Amphetamines, Crystal Meth, Goey, Gas, Wiz, P, Tik, whatever you want to call it, drugs of this variety have come under the spotlight over the past few years. The NT Chapter of the Network Against Prohibition (NAP) provide this blog as a resource for speed users who are fed up with this demonisation and want to fight back.

Tuesday, September 13, 2005

Thailand: Drug Runners Get Creative As Crackdown Intensifies

Customs officers manning the border post in this small town, on the international boundary with Burma, are on the lookout for people with unusual gaits because the chances are high that they are carrying packets of drugs concealed in their rectums.


“The most popular method is to put the drugs in a condom and stick it into the rectum,” says Arun Sangsithorn, a customs inspector in this town, separated by a narrow river from the Burmese town of Tachilek. “They think they can walk by easily”.

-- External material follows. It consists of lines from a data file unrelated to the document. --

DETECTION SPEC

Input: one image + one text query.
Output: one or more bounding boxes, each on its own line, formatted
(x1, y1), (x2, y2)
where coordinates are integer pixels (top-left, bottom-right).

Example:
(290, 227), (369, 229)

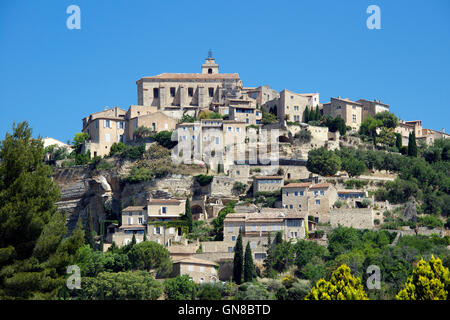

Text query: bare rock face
(403, 197), (417, 222)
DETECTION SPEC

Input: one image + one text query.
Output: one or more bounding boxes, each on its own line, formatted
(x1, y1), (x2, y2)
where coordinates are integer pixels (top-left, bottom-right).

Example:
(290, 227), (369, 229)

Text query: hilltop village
(40, 54), (449, 298)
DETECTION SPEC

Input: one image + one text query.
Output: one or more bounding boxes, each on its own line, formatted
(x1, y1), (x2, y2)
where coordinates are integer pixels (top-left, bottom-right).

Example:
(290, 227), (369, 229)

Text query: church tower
(202, 49), (219, 74)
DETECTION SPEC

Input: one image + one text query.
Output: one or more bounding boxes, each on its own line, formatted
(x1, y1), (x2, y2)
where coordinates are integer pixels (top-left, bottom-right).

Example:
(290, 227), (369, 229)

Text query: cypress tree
(84, 207), (95, 249)
(314, 106), (320, 121)
(185, 197), (192, 232)
(304, 106), (309, 123)
(233, 230), (244, 284)
(395, 133), (403, 150)
(408, 132), (417, 157)
(244, 242), (256, 282)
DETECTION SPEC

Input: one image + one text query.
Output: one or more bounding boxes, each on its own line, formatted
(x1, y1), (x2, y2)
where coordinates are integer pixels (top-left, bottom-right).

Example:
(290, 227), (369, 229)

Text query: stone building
(323, 97), (363, 131)
(264, 89), (320, 122)
(253, 176), (284, 193)
(82, 107), (126, 157)
(171, 257), (218, 283)
(136, 57), (242, 110)
(222, 209), (306, 261)
(356, 99), (389, 121)
(418, 129), (450, 145)
(282, 182), (337, 222)
(394, 120), (423, 146)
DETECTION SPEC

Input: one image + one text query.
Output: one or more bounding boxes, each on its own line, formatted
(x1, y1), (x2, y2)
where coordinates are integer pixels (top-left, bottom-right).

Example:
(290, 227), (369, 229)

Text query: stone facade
(171, 257), (218, 283)
(330, 208), (374, 229)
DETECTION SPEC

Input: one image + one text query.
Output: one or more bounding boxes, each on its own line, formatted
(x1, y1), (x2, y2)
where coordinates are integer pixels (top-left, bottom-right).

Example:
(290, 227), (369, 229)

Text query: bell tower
(202, 49), (219, 74)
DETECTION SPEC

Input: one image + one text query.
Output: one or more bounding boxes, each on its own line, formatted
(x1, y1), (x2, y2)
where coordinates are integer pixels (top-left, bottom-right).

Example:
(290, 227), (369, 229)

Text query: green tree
(408, 132), (417, 157)
(396, 256), (450, 300)
(75, 271), (163, 300)
(128, 241), (172, 277)
(244, 242), (256, 282)
(233, 229), (244, 284)
(374, 111), (398, 129)
(164, 274), (197, 300)
(184, 197), (193, 233)
(197, 283), (222, 300)
(305, 265), (368, 300)
(306, 147), (341, 176)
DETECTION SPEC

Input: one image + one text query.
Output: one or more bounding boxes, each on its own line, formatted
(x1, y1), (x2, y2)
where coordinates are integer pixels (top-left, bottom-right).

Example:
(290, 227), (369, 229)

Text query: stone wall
(330, 208), (374, 229)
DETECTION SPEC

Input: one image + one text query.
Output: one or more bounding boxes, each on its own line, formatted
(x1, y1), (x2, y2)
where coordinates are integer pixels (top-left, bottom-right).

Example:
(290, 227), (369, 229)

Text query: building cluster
(83, 55), (448, 282)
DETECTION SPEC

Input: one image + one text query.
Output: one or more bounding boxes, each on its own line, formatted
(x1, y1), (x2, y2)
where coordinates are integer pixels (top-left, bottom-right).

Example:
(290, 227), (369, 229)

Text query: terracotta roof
(141, 73), (239, 80)
(310, 183), (330, 189)
(254, 176), (283, 180)
(338, 189), (366, 193)
(173, 257), (217, 266)
(148, 199), (181, 204)
(119, 224), (145, 229)
(122, 206), (146, 212)
(282, 182), (311, 189)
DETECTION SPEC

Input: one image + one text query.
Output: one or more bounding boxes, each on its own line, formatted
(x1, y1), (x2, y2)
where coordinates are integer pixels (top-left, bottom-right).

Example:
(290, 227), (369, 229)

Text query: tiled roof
(173, 257), (217, 266)
(282, 182), (311, 189)
(310, 183), (330, 189)
(122, 206), (146, 212)
(142, 73), (239, 80)
(254, 176), (283, 180)
(149, 199), (181, 204)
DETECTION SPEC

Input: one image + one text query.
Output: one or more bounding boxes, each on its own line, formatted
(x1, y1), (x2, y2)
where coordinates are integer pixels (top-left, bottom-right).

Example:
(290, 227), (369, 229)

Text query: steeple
(202, 49), (219, 74)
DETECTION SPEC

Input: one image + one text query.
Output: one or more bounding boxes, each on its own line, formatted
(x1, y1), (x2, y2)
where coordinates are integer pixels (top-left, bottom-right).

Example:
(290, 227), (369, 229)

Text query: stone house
(222, 208), (306, 262)
(136, 57), (242, 110)
(356, 99), (389, 121)
(264, 89), (320, 123)
(82, 107), (126, 157)
(171, 257), (218, 283)
(253, 176), (284, 193)
(323, 97), (363, 132)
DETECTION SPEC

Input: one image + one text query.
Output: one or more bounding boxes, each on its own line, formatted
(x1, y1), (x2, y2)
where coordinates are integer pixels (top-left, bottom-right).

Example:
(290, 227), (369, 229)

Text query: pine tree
(396, 256), (450, 300)
(185, 197), (193, 232)
(305, 264), (369, 300)
(304, 106), (311, 123)
(233, 230), (244, 284)
(84, 207), (95, 249)
(408, 132), (417, 157)
(244, 242), (256, 282)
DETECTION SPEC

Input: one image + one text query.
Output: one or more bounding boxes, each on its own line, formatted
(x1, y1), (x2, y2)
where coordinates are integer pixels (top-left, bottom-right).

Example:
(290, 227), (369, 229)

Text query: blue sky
(0, 0), (450, 142)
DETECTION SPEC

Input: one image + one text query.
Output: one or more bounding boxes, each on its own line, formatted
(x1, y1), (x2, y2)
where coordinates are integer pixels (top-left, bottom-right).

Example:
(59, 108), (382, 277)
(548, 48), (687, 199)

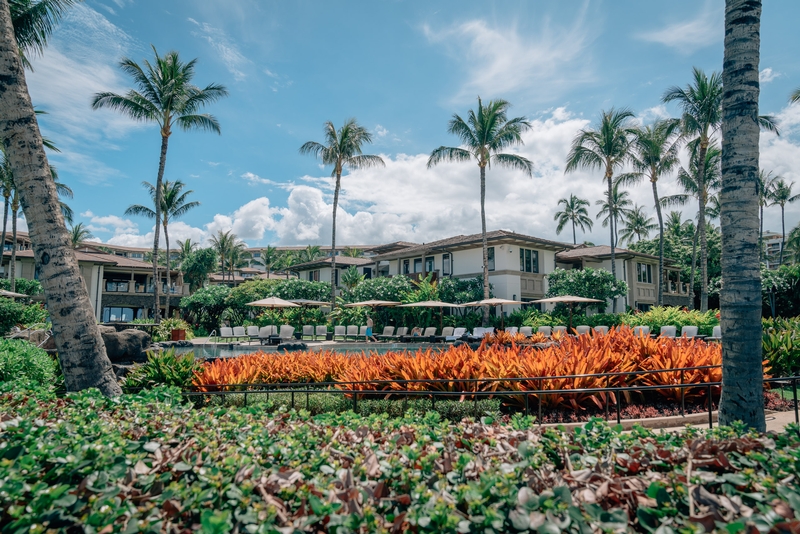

Runners, hired to bring into Thailand small packets of narcotics such as methamphetamines, or ya ba, can be extraordinarily creative and are known to conceal the stuff in cosmetic bottles, chocolate boxes, toy pianos and even in the gasoline tanks of vehicles.


Sangsithorn often makes strange requests of travelers crossing the border, like asking them to play what may look like a perfectly ordinary stereo player and then listening intently for sound distortions that may reveal drugs concealed in the speakers.


Other Thai officers, who man the distinctive blue-roofed border checkpoint in this town, have nabbed men with the dark pink ya ba pills in plastic packets wrapped around their knees.


Last December, they even apprehended a Thai Buddhist monk with packets of speed pills concealed under his saffron robes in a delicate operation because of the high status that monks enjoy in this deeply Buddhist country.


But such arrests are important because they have helped customs and border police to crack large trafficking syndicates, trying to ship contraband through this otherwise unremarkable town of low-rise buildings and narrow streets.


One such operation led to the confiscation of 500,000 tablets and the unraveling of a hidden trafficking network that stretched across the country to a province in southern Thailand.


“Two policemen were part of that drug network,” said police colonel Soontorn Chantharangkool, who leads investigations into drug running in the area. “Five people got the death sentence for their involvement in that drug ring.”


These revelations have made Mae Sai a testing ground for the success or failure of the Thai government’s over two-year-old “war on drugs” that has now narrowed down to a proliferation of runners being used to move contraband in small but steady streams rather than large consignments.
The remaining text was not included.